Dimitris Rizopoulos wrote:

> Hi Steve,
>
> Estimation problems for the variance components in linear mixed models 
> are usually occur for two reasons:
>
> 1. Due to model misspecification, i.e., using years instead of decades 
> may show no variability in the slopes
>
> 2. Because the data do not support the assumptions of the linear mixed 
> model (i.e., positive definite covariance matrix for the 
> random-effects => increasing variance with time).
>
> These may cause zero or even negative variance components.

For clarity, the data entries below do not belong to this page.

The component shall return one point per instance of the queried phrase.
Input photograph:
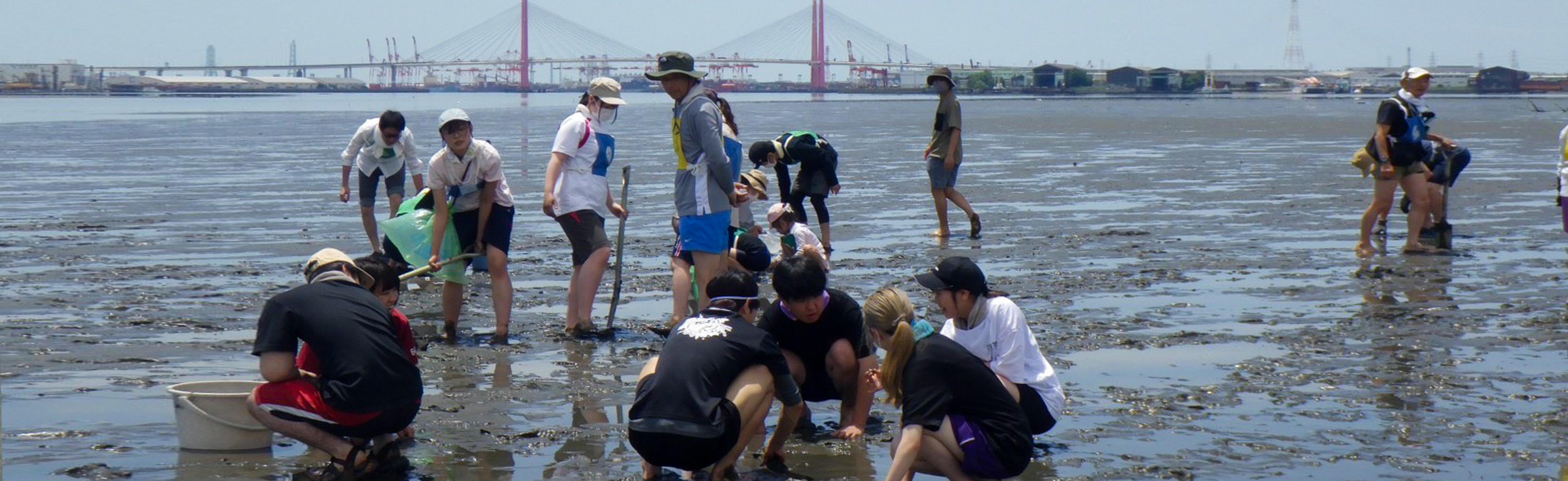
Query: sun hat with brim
(608, 90)
(675, 63)
(956, 273)
(777, 212)
(330, 256)
(451, 115)
(758, 181)
(940, 73)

For more 
> info you could take a look at Verbeke and Molenberghs (2000, Section 
> 5.6) and Searle, Casella and McCullogh (1992, Section 3.5).
>
> I don't know the exact formulation you are using, but maybe you could 
> consider an analogue of you model using "gls", i.e.,
>
> lme(..., random=~1|id)
> gls(..., corr=corCompSymm(form=~1|id))
>
>
> The references mentioned above are:
>
> @Book{verbeke.molenberghs:00,
>  author    = {G. Verbeke and G. Molenberghs},
>  title     = {Linear Mixed Models for Longitudinal Data},
>  year      = {2000},
>  address   = {New York},
>  publisher = {Springer-Verlag}
> }
>
> @Book{searle.et.al:92,
>  author    = {S. Searle and G. Cassela and C. McCulloch},
>  title     = {Variance Components},
>  year      = {1992},
>  address   = {New York},
>  publisher = {Wiley}
> }
>
> I hope it helps.
>
> Best,
> Dimitris
>
> ----
> Dimitris Rizopoulos
> Ph.D. Student
> Biostatistical Centre
> School of Public Health
> Catholic University of Leuven
>
> Address: Kapucijnenvoer 35, Leuven, Belgium
> Tel: +32/16/396887
> Fax: +32/16/337015
> Web: http://www.med.kuleuven.ac.be/biostat/
>     http://www.student.kuleuven.ac.be/~m0390867/dimitris.htm
>
>
> ----- Original Message ----- From: "Steve Roberts" 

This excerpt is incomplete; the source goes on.